Около станции — шалман, а около шалмана — мужики курят, нормальные трудяги по виду, не шелупонь, не балероны.
«Зайду, возьму чашечку кофе, — Лёха уговаривал себя, но ноги уже выбрали правильный путь, а руки толкнули дверь шалмана. — Кофе снимает алкогольную головную боль, тонизирует, специализирует.
Кофе без сахара, потому что сахар вреден для здоровья — так шутят американские актрисы».
— Два пива «Жигулевское барное», селедку под шубой, бутерброд с селедкой и луком, и сто пятьдесят «Путинки». — Лёха с удивлением услышал свой голос, когда заказывал кофе.
Кофе в заказе отсутствовал, словно его вырвали щипцами, как гнилой зуб.
После пива, селедки и водки Лёха постеснялся и кофе не заказал, потом закажет, когда придет время Икс.
Лёха аккуратно донес поднос с яствами до столика, присел лицом к окну, чтобы люди за окном веселили — так в дорогом ночном клубе господ миллионеров веселят балерины после работы на сцене.
За окном никто не дрался, торговали с лотков чепухой, поэтому Лёха отвернулся и смотрел в зал в надежде на представление с Петрушкой и Марьей Ивановной.

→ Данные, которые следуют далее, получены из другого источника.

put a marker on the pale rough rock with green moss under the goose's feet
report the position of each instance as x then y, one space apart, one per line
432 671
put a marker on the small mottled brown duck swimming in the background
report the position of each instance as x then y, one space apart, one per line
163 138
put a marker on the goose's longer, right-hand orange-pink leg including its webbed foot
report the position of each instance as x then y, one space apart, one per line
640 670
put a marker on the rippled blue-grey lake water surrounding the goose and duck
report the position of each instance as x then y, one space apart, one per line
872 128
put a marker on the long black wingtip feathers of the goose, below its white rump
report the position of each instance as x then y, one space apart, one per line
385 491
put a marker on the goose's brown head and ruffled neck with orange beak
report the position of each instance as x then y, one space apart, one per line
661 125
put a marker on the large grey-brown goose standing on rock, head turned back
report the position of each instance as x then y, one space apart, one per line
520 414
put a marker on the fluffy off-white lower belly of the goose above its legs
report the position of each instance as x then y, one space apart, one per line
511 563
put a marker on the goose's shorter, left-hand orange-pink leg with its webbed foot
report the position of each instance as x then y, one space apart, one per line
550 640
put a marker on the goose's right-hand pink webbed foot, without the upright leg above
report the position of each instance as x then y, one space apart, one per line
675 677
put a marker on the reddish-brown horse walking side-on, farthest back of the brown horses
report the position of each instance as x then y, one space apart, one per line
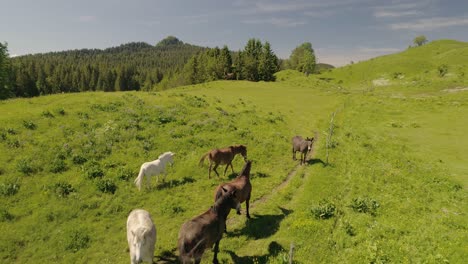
223 156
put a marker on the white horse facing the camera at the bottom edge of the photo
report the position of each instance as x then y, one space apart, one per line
141 236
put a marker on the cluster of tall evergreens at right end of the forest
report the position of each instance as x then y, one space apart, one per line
256 62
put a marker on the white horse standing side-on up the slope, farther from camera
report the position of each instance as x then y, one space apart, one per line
154 167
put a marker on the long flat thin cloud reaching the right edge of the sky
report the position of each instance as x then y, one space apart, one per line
430 23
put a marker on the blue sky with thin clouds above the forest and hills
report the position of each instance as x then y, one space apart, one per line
340 30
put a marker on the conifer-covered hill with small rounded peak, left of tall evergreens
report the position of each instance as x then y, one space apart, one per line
131 66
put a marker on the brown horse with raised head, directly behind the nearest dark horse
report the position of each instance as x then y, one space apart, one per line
241 185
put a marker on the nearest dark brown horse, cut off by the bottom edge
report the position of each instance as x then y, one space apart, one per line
203 231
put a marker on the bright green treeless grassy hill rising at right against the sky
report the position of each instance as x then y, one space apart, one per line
415 65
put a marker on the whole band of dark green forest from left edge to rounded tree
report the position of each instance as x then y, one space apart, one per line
141 66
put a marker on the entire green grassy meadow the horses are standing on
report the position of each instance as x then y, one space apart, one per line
394 190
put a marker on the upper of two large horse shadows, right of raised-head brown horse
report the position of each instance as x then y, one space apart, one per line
262 226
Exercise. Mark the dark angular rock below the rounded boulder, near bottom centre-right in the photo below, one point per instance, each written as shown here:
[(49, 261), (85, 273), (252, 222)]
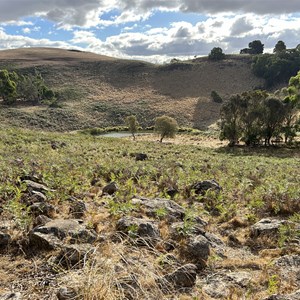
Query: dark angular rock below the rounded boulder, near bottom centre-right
[(183, 277)]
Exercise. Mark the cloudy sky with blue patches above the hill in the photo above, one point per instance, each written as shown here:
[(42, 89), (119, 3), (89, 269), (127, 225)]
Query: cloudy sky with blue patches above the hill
[(150, 30)]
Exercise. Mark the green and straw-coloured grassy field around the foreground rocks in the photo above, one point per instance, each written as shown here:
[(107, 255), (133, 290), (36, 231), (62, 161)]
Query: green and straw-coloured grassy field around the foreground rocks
[(256, 183)]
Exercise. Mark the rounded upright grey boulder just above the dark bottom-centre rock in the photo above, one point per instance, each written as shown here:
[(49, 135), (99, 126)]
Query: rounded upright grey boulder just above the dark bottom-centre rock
[(197, 251)]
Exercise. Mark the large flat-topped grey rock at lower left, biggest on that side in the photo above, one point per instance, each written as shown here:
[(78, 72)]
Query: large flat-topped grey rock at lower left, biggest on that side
[(56, 231)]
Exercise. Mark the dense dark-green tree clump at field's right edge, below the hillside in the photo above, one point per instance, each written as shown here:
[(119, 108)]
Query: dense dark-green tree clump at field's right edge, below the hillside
[(257, 116)]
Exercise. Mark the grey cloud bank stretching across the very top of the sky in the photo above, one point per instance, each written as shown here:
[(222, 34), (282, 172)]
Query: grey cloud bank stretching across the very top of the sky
[(87, 13)]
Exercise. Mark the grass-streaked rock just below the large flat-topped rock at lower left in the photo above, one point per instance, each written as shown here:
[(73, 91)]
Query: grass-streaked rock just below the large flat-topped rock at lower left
[(74, 255)]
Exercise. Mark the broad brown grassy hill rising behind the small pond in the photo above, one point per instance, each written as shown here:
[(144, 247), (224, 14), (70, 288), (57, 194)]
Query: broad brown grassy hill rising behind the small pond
[(100, 91)]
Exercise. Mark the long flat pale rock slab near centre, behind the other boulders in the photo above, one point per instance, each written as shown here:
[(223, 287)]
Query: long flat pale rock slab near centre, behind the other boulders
[(169, 209)]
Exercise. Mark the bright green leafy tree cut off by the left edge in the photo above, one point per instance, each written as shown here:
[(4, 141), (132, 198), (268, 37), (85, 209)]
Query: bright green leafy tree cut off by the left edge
[(8, 86)]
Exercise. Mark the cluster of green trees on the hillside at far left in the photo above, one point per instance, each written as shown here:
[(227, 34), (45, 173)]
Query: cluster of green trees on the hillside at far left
[(31, 88)]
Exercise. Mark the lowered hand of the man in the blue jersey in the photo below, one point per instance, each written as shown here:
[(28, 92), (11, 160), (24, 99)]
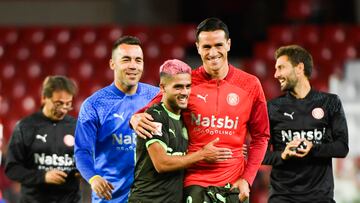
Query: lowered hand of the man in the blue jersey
[(101, 187)]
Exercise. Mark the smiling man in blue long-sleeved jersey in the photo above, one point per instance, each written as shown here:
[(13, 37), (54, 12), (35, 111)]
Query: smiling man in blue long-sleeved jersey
[(104, 141)]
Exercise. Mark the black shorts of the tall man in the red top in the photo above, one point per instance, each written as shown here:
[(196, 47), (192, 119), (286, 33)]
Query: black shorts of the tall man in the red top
[(211, 194)]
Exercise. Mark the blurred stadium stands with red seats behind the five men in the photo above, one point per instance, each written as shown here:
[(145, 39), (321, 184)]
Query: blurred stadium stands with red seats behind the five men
[(74, 38)]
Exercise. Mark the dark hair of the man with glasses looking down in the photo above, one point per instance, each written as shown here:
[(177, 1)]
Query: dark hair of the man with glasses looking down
[(58, 83)]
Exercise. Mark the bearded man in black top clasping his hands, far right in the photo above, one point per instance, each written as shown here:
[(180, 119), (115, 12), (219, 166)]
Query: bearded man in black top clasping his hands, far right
[(308, 128)]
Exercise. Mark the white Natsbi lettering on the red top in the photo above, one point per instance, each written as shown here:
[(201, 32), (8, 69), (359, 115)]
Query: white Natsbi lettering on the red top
[(215, 122)]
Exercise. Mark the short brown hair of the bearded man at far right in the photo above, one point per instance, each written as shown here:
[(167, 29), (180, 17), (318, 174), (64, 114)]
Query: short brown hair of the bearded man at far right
[(296, 54)]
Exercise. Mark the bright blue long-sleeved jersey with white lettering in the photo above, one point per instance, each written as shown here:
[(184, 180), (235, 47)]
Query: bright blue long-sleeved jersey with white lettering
[(104, 141)]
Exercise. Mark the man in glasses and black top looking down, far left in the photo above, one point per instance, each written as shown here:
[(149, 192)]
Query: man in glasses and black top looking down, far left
[(41, 154)]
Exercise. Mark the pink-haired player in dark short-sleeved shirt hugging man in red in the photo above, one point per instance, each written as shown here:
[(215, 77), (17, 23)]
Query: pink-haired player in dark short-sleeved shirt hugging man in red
[(160, 160)]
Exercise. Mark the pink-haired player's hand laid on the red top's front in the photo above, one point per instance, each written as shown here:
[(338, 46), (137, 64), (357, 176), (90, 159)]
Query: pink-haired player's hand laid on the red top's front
[(213, 154)]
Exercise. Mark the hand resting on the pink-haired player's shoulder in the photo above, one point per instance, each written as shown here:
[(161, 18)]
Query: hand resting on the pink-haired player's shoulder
[(143, 125)]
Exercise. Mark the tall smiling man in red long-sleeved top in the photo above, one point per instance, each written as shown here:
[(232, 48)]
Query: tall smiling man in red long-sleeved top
[(227, 103)]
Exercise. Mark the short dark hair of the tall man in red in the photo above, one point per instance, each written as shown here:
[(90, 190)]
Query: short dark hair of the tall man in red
[(212, 24)]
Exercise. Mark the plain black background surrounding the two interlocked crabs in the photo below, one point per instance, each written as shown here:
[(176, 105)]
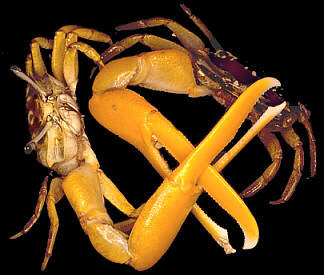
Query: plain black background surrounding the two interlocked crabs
[(273, 39)]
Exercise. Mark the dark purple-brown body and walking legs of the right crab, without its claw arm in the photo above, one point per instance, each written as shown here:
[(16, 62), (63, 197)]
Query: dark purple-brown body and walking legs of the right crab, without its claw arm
[(227, 79)]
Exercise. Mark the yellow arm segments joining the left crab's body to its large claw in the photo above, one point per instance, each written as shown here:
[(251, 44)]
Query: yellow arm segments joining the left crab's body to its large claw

За соседним столиком боком к Лёхе выпивал и закусывал молодой майор, военный, поэтому — красавчик и мечта женщин, которых первый муж оставил с ребенком на руках.
На столе у военного не водка, а — коньяк в бутылке; не бутерброды с селедкой и луком, а — шашлык и оливье.
Лёха наливался классовой ненавистью, чувствовал себя крестьянином перед самураем.
В армии Лёха не служил по причине плоскостопия, словно забеременел, первый в мире беременный мужчина.
Сначала — потешно, когда друзья отлынивали от армии, косили под дурачков, но после армии, когда пришли — сразу выросли в глазах девушек, а Лёха не вырос, так и остался простым пареньком с сигареткой за ухом.
Военный смачно выпил из пластикового стаканчика, закусил коньяк бараньим боком, чавкал, как собака поводырь.
Лёха бросился бы с кулаками на военного, но понимал, что правда не на стороне рабочего: полиция встанет на защиту майора, а не слесаря с синяком под глазом.